10) Compile configuration file.

jetauto@jetauto-desktop:~/jetauto_third_party/tensorrtx/yolov5/build$ make

11) Copy the generated file “best.wts” to this directory.

jetauto@jetauto-desktop:~/jetauto_third_party/tensorrtx/yolov5/build$ 
cp /home/jetauto/jetauto_third_party/yolov5/best.wts ./

12) Generate TensonRT model engine file.

jetauto@jetauto-desktop:~/jetauto_third_party/tensorrtx/yolov5/build$
 sudo ./yolov5 -s best.wts best.engine n

best.wts” in the command is the storage path for “best.wts” file. “best.engine” is engine file name.

If the hint “Build engine successfully!” shows up, engine file is generated successfully.

5.2 TensorRT Model Effect

1) Copy TensonRT model engine file to specific folder.

jetauto@jetauto-desktop:~/jetauto_third_party/tensorrtx/yolov5/build$
 cp best.engine libmyplugins.so ~/jetauto_ws/src/jetauto_example/scripts
/self_driving/

2) Stop APP service.

jetauto@jetauto-desktop:~/jetauto_third_party/tensorrtx/yolov5/build$ 
sudo systemctl stop start_app_node.service

3) Test model.

jetauto@jetauto-desktop:~/jetauto_third_party/tensorrtx/yolov5/build$ 
roslaunch jetauto_example self_driving.launch

4) Open a new terminal. Input command “rqt_image_view” and press Enter to open camera returned image.

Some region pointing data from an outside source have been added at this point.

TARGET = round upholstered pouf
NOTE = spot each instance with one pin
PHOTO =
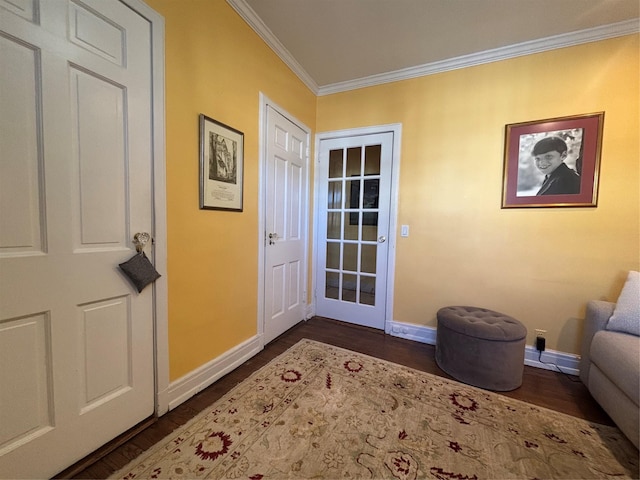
(481, 347)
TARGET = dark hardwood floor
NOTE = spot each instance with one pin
(541, 387)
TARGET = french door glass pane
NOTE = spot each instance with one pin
(354, 162)
(350, 257)
(349, 285)
(333, 255)
(334, 225)
(368, 290)
(368, 258)
(335, 164)
(372, 159)
(352, 224)
(334, 199)
(332, 287)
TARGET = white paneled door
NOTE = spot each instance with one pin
(285, 224)
(76, 339)
(354, 203)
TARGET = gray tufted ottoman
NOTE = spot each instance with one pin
(481, 347)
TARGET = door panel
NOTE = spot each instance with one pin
(76, 339)
(285, 236)
(353, 226)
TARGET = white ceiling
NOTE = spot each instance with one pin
(331, 42)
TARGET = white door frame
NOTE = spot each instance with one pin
(262, 166)
(161, 314)
(396, 130)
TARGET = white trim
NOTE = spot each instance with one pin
(416, 333)
(396, 130)
(518, 50)
(262, 166)
(603, 32)
(256, 23)
(568, 363)
(161, 312)
(203, 376)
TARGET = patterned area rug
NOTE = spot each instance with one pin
(318, 411)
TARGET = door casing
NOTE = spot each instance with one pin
(161, 309)
(396, 130)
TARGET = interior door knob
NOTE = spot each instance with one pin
(140, 239)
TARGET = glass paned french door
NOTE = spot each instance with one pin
(354, 223)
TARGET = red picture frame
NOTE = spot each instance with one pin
(538, 174)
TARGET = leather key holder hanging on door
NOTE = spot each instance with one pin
(139, 268)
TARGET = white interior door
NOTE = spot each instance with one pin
(354, 199)
(285, 224)
(76, 339)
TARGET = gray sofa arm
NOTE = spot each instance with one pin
(596, 318)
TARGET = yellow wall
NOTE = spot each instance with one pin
(538, 265)
(216, 65)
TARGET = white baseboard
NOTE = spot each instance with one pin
(568, 363)
(417, 333)
(200, 378)
(310, 311)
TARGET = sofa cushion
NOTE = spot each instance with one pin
(626, 316)
(617, 355)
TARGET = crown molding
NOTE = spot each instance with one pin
(256, 23)
(518, 50)
(603, 32)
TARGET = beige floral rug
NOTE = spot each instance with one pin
(318, 411)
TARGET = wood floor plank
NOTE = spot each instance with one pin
(540, 387)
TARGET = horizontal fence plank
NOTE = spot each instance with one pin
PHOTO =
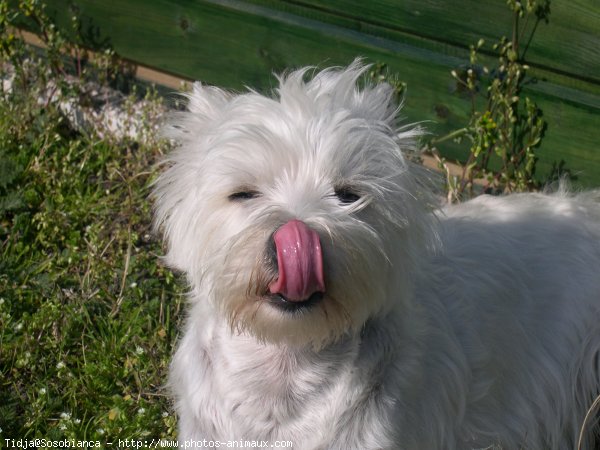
(235, 44)
(570, 44)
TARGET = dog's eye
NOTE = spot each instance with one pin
(243, 195)
(347, 196)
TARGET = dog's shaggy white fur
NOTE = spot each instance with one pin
(392, 325)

jetauto@jetauto-desktop:~$ rqt_image_view

Place the road sign within the camera field of view. When road sign is recognized, it will be framed, and its name and recognition confidence will be printed on the camera returned image. Besides, detection information will be printed on the terminal.

class_name” is name of the object to be recognized. “box” is the starting coordinate and ending coordinate of the box. “score” is the recognition confidence.